Jammers work by emitting energy at the frequency it is trying to block in order to raise the noise floor above the signal that is intended to be received.  The signal is rendered unintelligible. The quality of a GPS jammer is based on how much power it can emit and how wide a frequency it can disturb—in other words, how far it can reach.

GPS signals are weak. They are transmitted at a power equivalent to a fifty-watt light bulb. The signals have to pass through 11,500 miles of space and atmosphere to get to a receiver.  Therefore they are easily jammed.

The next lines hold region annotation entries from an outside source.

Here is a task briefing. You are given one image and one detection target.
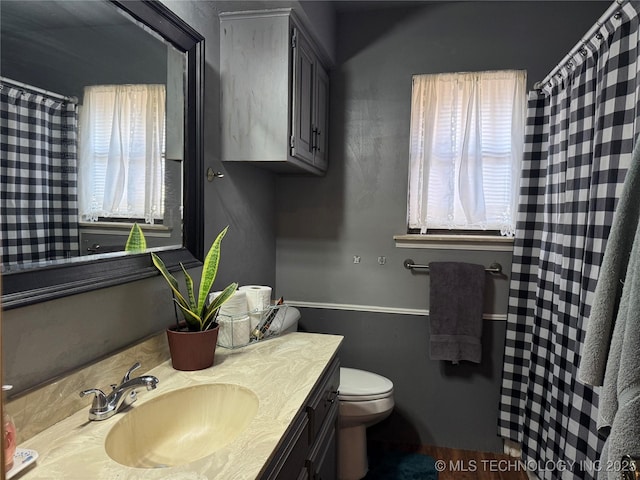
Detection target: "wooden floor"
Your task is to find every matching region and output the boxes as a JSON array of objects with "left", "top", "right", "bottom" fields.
[{"left": 377, "top": 444, "right": 527, "bottom": 480}]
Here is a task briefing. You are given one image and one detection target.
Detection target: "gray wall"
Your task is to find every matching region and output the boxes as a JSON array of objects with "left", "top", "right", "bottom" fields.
[
  {"left": 276, "top": 1, "right": 610, "bottom": 451},
  {"left": 2, "top": 1, "right": 275, "bottom": 393}
]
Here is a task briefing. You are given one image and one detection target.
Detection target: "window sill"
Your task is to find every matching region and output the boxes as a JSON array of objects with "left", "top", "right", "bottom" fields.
[
  {"left": 393, "top": 234, "right": 513, "bottom": 252},
  {"left": 79, "top": 222, "right": 172, "bottom": 236}
]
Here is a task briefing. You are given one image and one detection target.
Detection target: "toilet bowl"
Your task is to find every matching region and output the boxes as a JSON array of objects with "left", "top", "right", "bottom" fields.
[
  {"left": 281, "top": 307, "right": 394, "bottom": 480},
  {"left": 338, "top": 367, "right": 394, "bottom": 480}
]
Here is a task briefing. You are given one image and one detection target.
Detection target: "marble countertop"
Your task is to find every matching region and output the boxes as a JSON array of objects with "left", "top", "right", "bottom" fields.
[{"left": 18, "top": 332, "right": 342, "bottom": 480}]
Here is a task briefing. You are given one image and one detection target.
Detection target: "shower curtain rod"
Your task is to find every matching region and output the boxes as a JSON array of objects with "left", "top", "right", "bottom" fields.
[
  {"left": 533, "top": 0, "right": 628, "bottom": 90},
  {"left": 0, "top": 77, "right": 78, "bottom": 104}
]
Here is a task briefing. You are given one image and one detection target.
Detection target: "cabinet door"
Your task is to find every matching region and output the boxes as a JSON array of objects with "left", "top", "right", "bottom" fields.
[
  {"left": 307, "top": 403, "right": 338, "bottom": 480},
  {"left": 291, "top": 27, "right": 315, "bottom": 164},
  {"left": 313, "top": 64, "right": 329, "bottom": 170}
]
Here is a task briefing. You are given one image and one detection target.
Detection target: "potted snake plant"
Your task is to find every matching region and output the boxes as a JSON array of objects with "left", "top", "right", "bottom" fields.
[{"left": 151, "top": 226, "right": 238, "bottom": 370}]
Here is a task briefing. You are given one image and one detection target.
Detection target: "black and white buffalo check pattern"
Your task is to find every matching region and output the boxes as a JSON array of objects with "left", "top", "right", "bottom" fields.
[
  {"left": 498, "top": 1, "right": 640, "bottom": 479},
  {"left": 0, "top": 85, "right": 78, "bottom": 269}
]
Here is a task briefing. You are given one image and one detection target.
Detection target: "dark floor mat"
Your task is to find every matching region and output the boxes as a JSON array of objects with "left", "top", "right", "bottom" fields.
[{"left": 364, "top": 451, "right": 438, "bottom": 480}]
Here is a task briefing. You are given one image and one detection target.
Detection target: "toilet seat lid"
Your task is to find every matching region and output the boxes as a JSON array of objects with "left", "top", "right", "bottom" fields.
[{"left": 338, "top": 367, "right": 393, "bottom": 402}]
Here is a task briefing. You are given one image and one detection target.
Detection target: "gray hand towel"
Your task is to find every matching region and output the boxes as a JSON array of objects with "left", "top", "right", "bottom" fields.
[
  {"left": 429, "top": 262, "right": 486, "bottom": 363},
  {"left": 578, "top": 137, "right": 640, "bottom": 385}
]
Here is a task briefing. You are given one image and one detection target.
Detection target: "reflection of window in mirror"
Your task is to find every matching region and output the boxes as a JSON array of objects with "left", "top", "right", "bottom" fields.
[
  {"left": 78, "top": 84, "right": 166, "bottom": 224},
  {"left": 0, "top": 0, "right": 186, "bottom": 272}
]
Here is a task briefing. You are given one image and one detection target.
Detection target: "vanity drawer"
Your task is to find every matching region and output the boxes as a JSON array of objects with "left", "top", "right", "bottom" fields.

But now GPS signals can be tracked down. The jammer detection device being offered by Chronos has a liquid crystal display that indicates the direction of the jammer visually and measures audio signal strength. This enables the operator to quickly identify the jammer’s direction and location. It has a sensitivity range sufficient enough to detect even the lowest GPS jammers commercially available.  It is likely that it works by triangulating signal strength to work out exactly where the 1.5 gigahertz signal used by a GPS jammer is being emitted.

The general category of signal jamming devices includes a cell phone, a GPS, and a radar jammer.  Signal jamming can prevent 9-1-1 and other emergency calls from getting through, and interferes with communications networks utilized by police, fire, and emergency medical services.  It has caused widespread GPS outages in the area around the London Stock Exchange.  A GPS-based landing system at Newark Liberty International Airport malfunctioned twice a day in 2010, until the source was found—a driver on the nearby highway using a jammer to avoid paying tolls.

Criminals could use GPS jammers to hide the police.  There is also a fear that terrorists could utilize high-powered jammers to disrupt GPS reception on an airplane or in military operations.

Because signal jamming devices pose such significant risks, signal jammers are banned in the US, Canada and the UK.  It is illegal for retailers or individuals to sell, offer for sale, advertise, or import such devices. While both the US and UK prohibit consumers from operating these devices, it is not illegal in the US to buy one. Fox News was able to buy GPS jammers online for as little as $50. It is also not illegal in the UK to own one.

The penalties for using a signal jamming device in the US are severe.  A single violation can result in thousands of dollars in monetary penalties and imprisonment. By the way, seizure of the device is also included.

Chronos has previously made the jammer detection devices available to law enforcement. Now one can be purchased in the UK for 1600 £.

People that use signal jammers have something new to worry about.